Programming by permutation gives little or no assurance about the quality of the code produced -- it is the polar opposite of Formal verification.

Programmers are often compelled to program by permutation when an API is insufficiently documented. This lack of clarity drives others to copy and paste from reference code which is assumed to be correct, but was itself written as a result of programming by permutation.
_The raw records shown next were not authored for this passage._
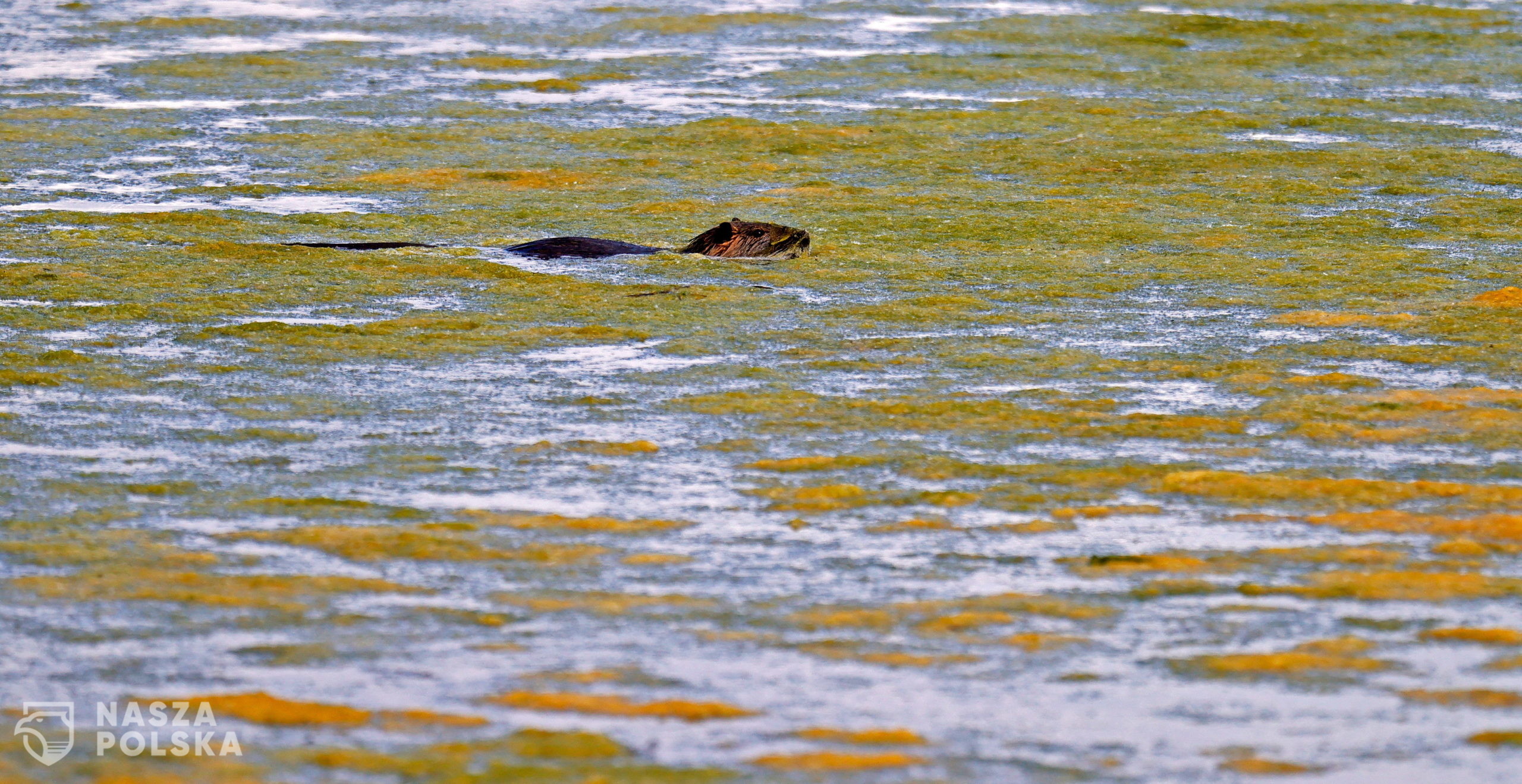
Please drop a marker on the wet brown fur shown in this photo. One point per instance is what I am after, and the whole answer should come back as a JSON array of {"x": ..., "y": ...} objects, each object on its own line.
[{"x": 745, "y": 240}]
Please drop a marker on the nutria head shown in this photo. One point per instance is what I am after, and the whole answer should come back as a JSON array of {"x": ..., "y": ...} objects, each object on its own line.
[{"x": 742, "y": 240}]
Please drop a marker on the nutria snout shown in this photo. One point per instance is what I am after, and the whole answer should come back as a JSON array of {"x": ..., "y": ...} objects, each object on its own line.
[{"x": 743, "y": 240}]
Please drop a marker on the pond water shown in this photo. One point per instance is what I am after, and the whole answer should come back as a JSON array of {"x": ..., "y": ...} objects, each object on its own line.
[{"x": 1148, "y": 408}]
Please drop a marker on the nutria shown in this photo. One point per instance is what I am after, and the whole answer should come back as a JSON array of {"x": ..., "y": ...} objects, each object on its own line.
[{"x": 731, "y": 240}]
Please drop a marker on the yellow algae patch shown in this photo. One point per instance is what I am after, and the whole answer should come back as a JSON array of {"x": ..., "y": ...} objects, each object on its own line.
[
  {"x": 853, "y": 650},
  {"x": 1034, "y": 527},
  {"x": 1017, "y": 603},
  {"x": 1472, "y": 698},
  {"x": 1506, "y": 663},
  {"x": 585, "y": 676},
  {"x": 813, "y": 463},
  {"x": 963, "y": 622},
  {"x": 1507, "y": 297},
  {"x": 1341, "y": 381},
  {"x": 556, "y": 522},
  {"x": 1184, "y": 562},
  {"x": 866, "y": 737},
  {"x": 600, "y": 602},
  {"x": 1265, "y": 487},
  {"x": 1256, "y": 766},
  {"x": 824, "y": 761},
  {"x": 1102, "y": 565},
  {"x": 1325, "y": 657},
  {"x": 1066, "y": 514},
  {"x": 512, "y": 647},
  {"x": 618, "y": 706},
  {"x": 265, "y": 591},
  {"x": 1396, "y": 587},
  {"x": 1320, "y": 319},
  {"x": 118, "y": 547},
  {"x": 457, "y": 177},
  {"x": 1485, "y": 637},
  {"x": 612, "y": 448},
  {"x": 423, "y": 543},
  {"x": 1463, "y": 549},
  {"x": 1486, "y": 527},
  {"x": 842, "y": 619},
  {"x": 262, "y": 709},
  {"x": 655, "y": 559},
  {"x": 1175, "y": 588},
  {"x": 419, "y": 717},
  {"x": 1034, "y": 641},
  {"x": 1496, "y": 739},
  {"x": 912, "y": 525},
  {"x": 815, "y": 498},
  {"x": 532, "y": 742}
]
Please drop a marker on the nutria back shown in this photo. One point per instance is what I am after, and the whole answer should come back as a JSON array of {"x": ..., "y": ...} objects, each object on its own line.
[{"x": 579, "y": 247}]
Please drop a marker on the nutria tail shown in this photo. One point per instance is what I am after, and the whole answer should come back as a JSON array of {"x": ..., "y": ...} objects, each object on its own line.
[
  {"x": 580, "y": 247},
  {"x": 743, "y": 240},
  {"x": 360, "y": 245}
]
In some cases where the programmer can logically explain that exactly one out of a small set of variations must work, programming by permutation leads to correct code (which then can be verified) and makes it unnecessary to think about the other (wrong) variations.

Example[edit]

For example, the following code sample in C (intended to find and copy a series of digits from a larger string) has several problems:

char* buffer = "123abc";
char destination[10];
 
int i = 0;
int j = 0;
int l = strlen(buffer);
 
while (i < l) {
    if (isdigit(buffer[i])) {
        destination[j++] = buffer[i++];
    }
    ++i;
}
 
destination[j] = '\0';
printf("%s\n", destination);

First of all, it doesn't give the right answer. With the given starting string, it produces the output "13", when the correct answer is "123". A programmer who does not recognize the structural problems may seize on one statement, saying "ah, there's an extra increment". The line "++i" is removed; but testing the code results in an infinite loop. "Oops, wrong increment." The former statement is added back, and the line above it is changed to remove the post-increment of variable i:

    if (isdigit(buffer[i])) {
        destination[j++] = buffer[i];
    }

Testing the code now produces the correct answer, "123". The programmer sighs in contentment: "There, that did it. All finished now." Additional testing with various other input strings bears out this conclusion.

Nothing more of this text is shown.